More off-putting than the serious question is the silly person, and the sillier magazine, posing it. If Sean Wilentz truly is "one of America's leading historians," as Rolling Stone claims, what's he doing writing the cover story for a magazine that just last week asked on its cover: "Is Saving the World Killing Keifer Sutherland?" Forgive me for being a snob, but a celebrity magazine that's recently pondered such subjects as "Shaun White: Attack of the Flying Tomato" and "Madonna: How She Got Her Groove Back" doesn't seem the venue for one of America's leading historians. It's not. And Sean Wilentz is not.

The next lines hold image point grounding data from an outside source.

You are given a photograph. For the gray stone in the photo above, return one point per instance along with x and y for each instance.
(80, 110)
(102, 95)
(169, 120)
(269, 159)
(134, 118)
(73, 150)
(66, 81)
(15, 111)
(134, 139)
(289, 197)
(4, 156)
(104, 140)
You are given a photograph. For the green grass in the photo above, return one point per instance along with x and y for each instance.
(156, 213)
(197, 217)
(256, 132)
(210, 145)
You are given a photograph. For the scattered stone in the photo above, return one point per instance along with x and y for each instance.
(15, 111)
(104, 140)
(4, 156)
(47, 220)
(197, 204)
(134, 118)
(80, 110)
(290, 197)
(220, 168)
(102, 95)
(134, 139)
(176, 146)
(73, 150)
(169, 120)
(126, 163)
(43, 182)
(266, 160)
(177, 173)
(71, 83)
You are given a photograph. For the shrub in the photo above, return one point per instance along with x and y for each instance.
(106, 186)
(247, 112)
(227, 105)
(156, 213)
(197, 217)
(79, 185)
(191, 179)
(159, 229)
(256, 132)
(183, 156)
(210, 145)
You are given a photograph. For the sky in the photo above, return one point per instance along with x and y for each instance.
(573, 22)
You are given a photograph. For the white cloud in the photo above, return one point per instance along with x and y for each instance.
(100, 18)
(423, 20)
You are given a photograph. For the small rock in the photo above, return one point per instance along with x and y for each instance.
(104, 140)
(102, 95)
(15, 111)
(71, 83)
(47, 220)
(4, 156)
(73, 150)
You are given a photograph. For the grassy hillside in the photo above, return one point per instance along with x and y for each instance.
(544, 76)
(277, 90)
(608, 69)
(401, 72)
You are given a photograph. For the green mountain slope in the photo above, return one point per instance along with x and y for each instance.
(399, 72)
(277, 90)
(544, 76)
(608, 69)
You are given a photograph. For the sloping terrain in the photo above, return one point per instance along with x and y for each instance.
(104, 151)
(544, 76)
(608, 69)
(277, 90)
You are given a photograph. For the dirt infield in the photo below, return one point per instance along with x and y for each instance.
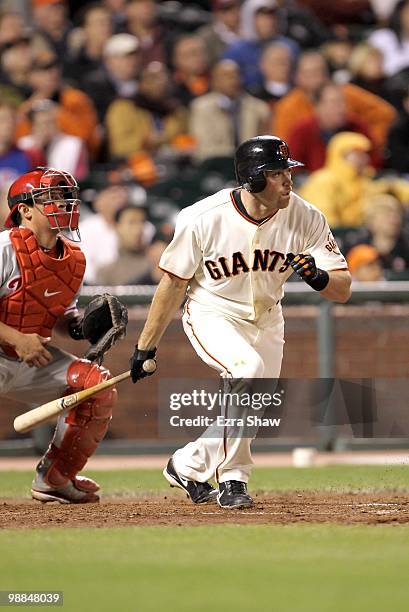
(172, 510)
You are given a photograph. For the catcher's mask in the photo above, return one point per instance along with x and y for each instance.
(54, 193)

Wilentz is a well known scholar of history, but he is well known for reasons independent of his work as a scholar. History bores Sean Wilentz. He much prefers the present to the past, which explains why he writes so much about the former and hasn't made much of a mark examining the latter, despite his ostensible profession.
In 1998, the Princeton University professor orchestrated a full-page advertisement in the New York Times defending President Clinton from the successful effort to impeach him. Signed by numerous liberal historians of note, the document lambasted what it labeled a "dangerous new theory of impeachment." Two years later, Wilentz organized a group of Americans with a less prestigious academic pedigree (Rosie O'Donnell, Paul Newman, Bianca Jagger), the Emergency Committee of Concerned Citizens 2000, to sign full-page ads opining on the Florida election controversy. "Sign," Wilentz implored in emails to liberals. "And get me as many famous names as you can to sign it by 1 p.m. TODAY. EXTREMELY URGENT." One of the ads claimed that there was "good reason to believe that Vice President Gore has been elected President," while another appeared with language that Wilentz failed to show his signatories. As far as public intellectuals go, Wilentz is more public than intellectual.
Was George W. Bush a good president? A bad president? Mediocre? These are questions that will be debated years from now by serious historians. Sean Wilentz will add his two cents as well.
Hey, I have an idea.. if you're going to use other people's words, just give the damn link and stop posting entire articles in my comments. That's not a comment, it's plagiarism. You think it's interesting? Tell us why and link to it. Sheesh.
Oh, and it's typical and dumb, anyway.